El servicio de la hermana Brandley en la Mesa Directiva General de la YLMIA abarcó once años, durante las presidencias de Mattie Horne Tingey y Ruth May Fox8. Se unió a la Mesa Directiva en 1924 y, además de trabajar en las revistas, ayudaba a escribir manuales, obras de teatro, canciones, programas y otros materiales9. También era una popular oradora10. E. E. Ericksen, con quien colaboró en comités de la Asociación de Mejoramiento Mutuo (MIA, por sus siglas en inglés), dijo que su idea de salvar almas era mejorar todas las habilidades que estas poseían: culturales, morales y espirituales. “Para ella, la personalidad humana era sagrada, y su desarrollo era el gran objetivo espiritual”, dijo11. También abogaba por que los jóvenes preguntaran y encontraran las respuestas a sus propias preguntas. “Ustedes son aquellos cuya responsabilidad es asegurar la fe y la inquebrantable confianza en el Evangelio, que es su herencia”, escribió12.

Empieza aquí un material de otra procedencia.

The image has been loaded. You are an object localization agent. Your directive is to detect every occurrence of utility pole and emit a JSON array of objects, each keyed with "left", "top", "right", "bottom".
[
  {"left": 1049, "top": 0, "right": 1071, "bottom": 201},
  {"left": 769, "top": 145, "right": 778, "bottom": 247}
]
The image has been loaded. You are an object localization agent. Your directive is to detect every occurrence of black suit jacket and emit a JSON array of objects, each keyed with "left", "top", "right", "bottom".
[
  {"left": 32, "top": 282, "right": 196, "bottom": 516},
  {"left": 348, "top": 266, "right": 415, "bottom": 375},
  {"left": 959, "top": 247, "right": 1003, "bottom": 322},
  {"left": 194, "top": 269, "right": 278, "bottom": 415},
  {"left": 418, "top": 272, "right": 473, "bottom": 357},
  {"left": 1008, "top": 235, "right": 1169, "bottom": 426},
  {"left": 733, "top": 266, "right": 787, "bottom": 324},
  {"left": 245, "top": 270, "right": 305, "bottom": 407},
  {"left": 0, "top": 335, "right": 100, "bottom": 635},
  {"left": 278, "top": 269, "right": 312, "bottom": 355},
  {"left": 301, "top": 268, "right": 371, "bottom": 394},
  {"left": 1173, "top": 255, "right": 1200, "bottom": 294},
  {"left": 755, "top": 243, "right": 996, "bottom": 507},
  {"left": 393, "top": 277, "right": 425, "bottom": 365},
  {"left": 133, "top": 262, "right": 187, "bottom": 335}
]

Muchas personas sentían que, en la década de 1930, el mundo atravesaba una crisis moral, política y económica, en parte por el desencanto luego de la Primera Guerra Mundial y la Gran Depresión. En particular se consideraba que los jóvenes estaban en crisis. Con el comienzo de la Gran Depresión, la tasa de abandono escolar aumentó sustancialmente, el desempleo juvenil ascendió de manera brusca y, para 1932, doscientos mil jóvenes habían abandonado la desesperada situación de su hogar para deambular por el país13. Los líderes de los jóvenes Santos de los Últimos Días hablaban de esa crisis religiosa y moral en sus reuniones de la Mesa Directiva General. Por ejemplo, unas semanas antes de esta conferencia, la presidenta Ruth May Fox exhortó a los miembros de la Mesa Directiva a orar constantemente: “Vivimos tiempos críticos, y todo aquello que pueda estar en conmoción, lo estará”14. Las personas que hablaron en esta conferencia eran optimistas en cuanto al modo en que la Iglesia fortalecía a los miembros para resistir tales desafíos15.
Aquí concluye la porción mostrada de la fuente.